The dairy industry is New Zealand’s largest export earner. There are more dairy cows in New Zealand than people so it is hopefully something that most New Zealanders can get their head around.
A dairy farm’s stocking rate is a measure of its carrying capacity. The average stocking rate in New Zealand is around 2.7 cows per hectare therefore an average 100ha dairy farm could likely carry 270 cows. The average stocking rate has been gradually increasing over time due to a number of factors, such as improved pasture management, increased fertilizer use, and greater use of imported feed (such as palm kernel). However no one would deny that there are surely upper limits to the stocking rate in pastoral dairy farming systems.
To increase milk production a different dairy farming system must be used such as that proposed in Central Otago a few years back involving cows housed inside in stalls for much of the year and feed brought to them. This way the land can be intensively cropped and as a result the stocking rate can be increased. Yet there must also be upper limits to the stocking rate in this system of dairy farming. Clearly the feed must come from somewhere.
The Central Otago proposal evoked a considerable negative reaction from the public. Even our Prime Minister said it could have a negative impact on New Zealand’s international free-range [dairy] brand.

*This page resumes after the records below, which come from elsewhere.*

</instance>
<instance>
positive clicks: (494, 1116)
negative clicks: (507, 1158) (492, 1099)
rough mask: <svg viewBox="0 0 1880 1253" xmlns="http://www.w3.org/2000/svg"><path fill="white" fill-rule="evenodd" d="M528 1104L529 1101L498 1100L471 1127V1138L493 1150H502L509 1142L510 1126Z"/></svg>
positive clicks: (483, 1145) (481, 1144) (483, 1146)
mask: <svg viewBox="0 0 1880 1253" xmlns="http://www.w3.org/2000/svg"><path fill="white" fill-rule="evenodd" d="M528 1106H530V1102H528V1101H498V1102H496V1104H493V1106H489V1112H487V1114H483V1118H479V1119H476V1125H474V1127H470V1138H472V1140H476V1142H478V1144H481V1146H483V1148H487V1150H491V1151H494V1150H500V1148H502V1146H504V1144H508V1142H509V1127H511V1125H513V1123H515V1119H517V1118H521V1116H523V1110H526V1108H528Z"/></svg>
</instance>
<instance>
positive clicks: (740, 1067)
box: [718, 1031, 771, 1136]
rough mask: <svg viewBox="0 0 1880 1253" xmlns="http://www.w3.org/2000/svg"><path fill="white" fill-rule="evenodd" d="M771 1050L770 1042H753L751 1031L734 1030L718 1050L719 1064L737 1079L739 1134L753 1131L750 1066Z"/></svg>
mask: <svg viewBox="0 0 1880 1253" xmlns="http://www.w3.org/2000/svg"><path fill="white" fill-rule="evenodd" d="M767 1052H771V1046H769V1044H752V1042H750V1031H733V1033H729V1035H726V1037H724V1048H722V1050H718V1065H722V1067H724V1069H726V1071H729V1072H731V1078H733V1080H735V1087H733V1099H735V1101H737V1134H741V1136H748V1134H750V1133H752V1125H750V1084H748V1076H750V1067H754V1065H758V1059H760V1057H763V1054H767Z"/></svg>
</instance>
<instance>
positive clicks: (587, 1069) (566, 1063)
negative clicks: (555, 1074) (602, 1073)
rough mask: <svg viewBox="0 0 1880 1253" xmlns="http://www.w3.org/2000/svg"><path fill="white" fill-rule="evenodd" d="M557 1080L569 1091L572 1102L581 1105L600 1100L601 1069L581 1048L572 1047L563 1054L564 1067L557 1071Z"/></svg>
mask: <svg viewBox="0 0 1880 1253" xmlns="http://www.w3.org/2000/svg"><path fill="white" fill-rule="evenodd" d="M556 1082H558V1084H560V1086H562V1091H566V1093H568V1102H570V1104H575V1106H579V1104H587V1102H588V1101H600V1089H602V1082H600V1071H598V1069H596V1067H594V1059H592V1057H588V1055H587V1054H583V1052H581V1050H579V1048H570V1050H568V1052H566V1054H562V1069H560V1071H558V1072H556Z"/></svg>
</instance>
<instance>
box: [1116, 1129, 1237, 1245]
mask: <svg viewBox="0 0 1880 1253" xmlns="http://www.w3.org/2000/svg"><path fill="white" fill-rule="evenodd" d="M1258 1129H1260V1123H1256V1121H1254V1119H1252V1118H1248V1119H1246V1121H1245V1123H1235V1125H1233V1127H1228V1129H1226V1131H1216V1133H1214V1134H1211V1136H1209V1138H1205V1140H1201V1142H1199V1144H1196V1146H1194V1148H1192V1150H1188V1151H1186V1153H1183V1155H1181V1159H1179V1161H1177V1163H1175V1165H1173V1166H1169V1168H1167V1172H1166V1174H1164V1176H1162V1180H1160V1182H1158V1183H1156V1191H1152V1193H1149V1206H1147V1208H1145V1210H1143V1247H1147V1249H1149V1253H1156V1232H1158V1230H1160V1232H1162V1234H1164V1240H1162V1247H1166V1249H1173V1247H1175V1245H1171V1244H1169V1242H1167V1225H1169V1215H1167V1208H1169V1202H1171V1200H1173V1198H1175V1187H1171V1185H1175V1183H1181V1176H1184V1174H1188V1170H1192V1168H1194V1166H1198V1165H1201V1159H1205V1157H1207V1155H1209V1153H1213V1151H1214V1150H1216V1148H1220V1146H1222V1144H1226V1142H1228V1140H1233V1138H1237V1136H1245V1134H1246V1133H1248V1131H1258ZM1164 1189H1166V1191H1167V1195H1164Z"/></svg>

The public believe that cows have a higher quality of life when they have space to free-range in a low stocking rate pastoral farming system as opposed to an intensive ‘barn-style’ farming system. People also inherently know that human beings have a higher quality of life when they have space to ‘free-range’ due to a low stocking rate (also known as population density), yet fail to recognise that continued population growth erodes this quality of life and will eventually lead to all, but the wealthy few, living a life similar to cows in a ‘barn-style’ farming system.